I have been reading John Hasnas recently, which has been beneficial for a number of reasons, though it has been slightly toxic to my mental health. His telling of the history of law has made me rethink much of my conception of law. Mind you, I am not a lawyer, so I do not profess an intimate knowledge of legal scholarship, but his distinction between kinds of laws (customary law and judge made law) has pushed me down a number of interesting avenues of thought, and shored up something thinking, which I want to lay out here.
The Anglo-American legal system is often referred to as a common law legal system. This is unfortunate, given the anachronistic contemporary understanding of the term “common law.” Currently, common law is associated with “judgemade” law. For most of the formative period of the common law, however, judges did not make the law, but merely presided over proceedings where disputes were resolved according to the accepted principles of customary law. Hence, describing the English common law as judge-made law is akin to describing the market as something created by economists. English common law is, in fact, case-generated law; that is, law that spontaneously evolves from the settlement of actual disputes. Almost all of the law that provides the infrastructure of our contemporary society was created in this way.
The transition between the two comes at the tail end of the 15th centuries and continues well into the 18th century with the classical liberal movement, which, as many have rightly intimated, was a project to govern and to legitimate this governance more than any other. I call this the problem of governing—on what basis can we legitimate government. For the classical liberals, it was accomplished by institutionalizing a whole range of relations through law that had largely been constrained by custom up until that point. Of course, this process was tied up with nationalism and the concept of the public and the nation, but a full length treatise of those subjects will come later. Around this time, we also see the switch from an agrarian to an industrial base, resulting in changes in social relations. One of the most important changes is elucidated by Dierdre McCloskey in her theory of industrial change. What we see is actually a loosening of acceptable occupations—the entrepreneur/individual gains legitimacy. Combined, the late 18th and early 19th century saw the creation of legitimacy for both modern institutions and the individual codified through law. It became tantamount to the word of God, mainly because, and we are apt to forget this, law was The Word instanced in human society.
However, the arguments for legitimation of law are not the same as the logic that created it. Hasnas further explains,
When I teach Torts, I ask the students to account for these rules. Being products of the legislative age, they inevitably launch into some theory of justice or moral desert or human rights, which invariably fails to account for the contours of the law. After all, attempting to batter someone is morally blameworthy whether or not theintended victim is aware of it, and one hardly has the right not to be offended.
The students fail because they think of the law as created by conscious human agency to serve an intended end. Thus, they miss the simpler evolutionary explanation. In earlier centuries, one of the most urgent social needs was to reduce the level of violence in society. This meant discouraging people from taking the kind of actions that were likely to provoke an immediate violent response. Quite naturally, then, when disputes arising out of violent clashes were settled, the resolutions tended to penalise those who had taken such actions. But what type of actions are these? Direct physical attacks on one’s person are obviously included. But affronts to one’s dignity or other attacks on one’s honor are equally if not more likely to provoke violence. Hence, the law of battery evolved to forbid not merely harmful contacts, but offensive ones as well. Furthermore, an attack that failed was just as likely to provoke violence as one that succeeded, and thus gave rise to liability. But if the intended victim was not aware of the attack, it could not provoke a violent response, and if the threat was not immediate, the threatened party had time to escape, enlist the aid of others, or otherwise respond in a nonviolent manner. Hence, the law of assault evolved to forbid only threats of immediate battery of which the target was aware.
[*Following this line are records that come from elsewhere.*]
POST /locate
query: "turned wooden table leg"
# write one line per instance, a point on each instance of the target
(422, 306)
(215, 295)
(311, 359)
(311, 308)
We are a product of the legislative age, yet those involved in policy have unfortunately taken the endeavor out of its historical context. Classical liberals are still largely worried about the legitimation of government, this is the question of governing, as I suggested earlier. For those of my particular brand of cyber-libertarianism, I think we are still asking these basic questions, but that is not to say that the rest of the discourse on policy is. The rest of the community has moved past the problem of government, and in many ways, it is an understandable leap. This country was built on codified law, like the Constitution, but the Constitution’s original purpose was to make into statue what was already revealed through “natural law” and custom. If the Constitution or the Enlightenment is the starting point, then there is no reason to question the basis of law. Instead of being reflective, as it orginally was with custom and natural law, it becomes proscriptive as it is now. Thus, those who are thoughtful are forever forced to push back the tide of legislation because people already assume away the legitimation of law/statues.
And here is the problem highlighted by postmodernism: these institutions are crumbling. Governments are already having a problem keeping up with changes on the Internet, and as Sonia Arrison notes, we are soon to see huge changes in medicine/ethics/family life too. Rule by statute is a relatively new method of social constraint, and the system is facing strong headwinds. We could see a near future without this kind of process, as we revert to a more customary law setting like before. I am still thinking about this, so I am willing to change my mind, but I think we should not put it out of the realm of possibility.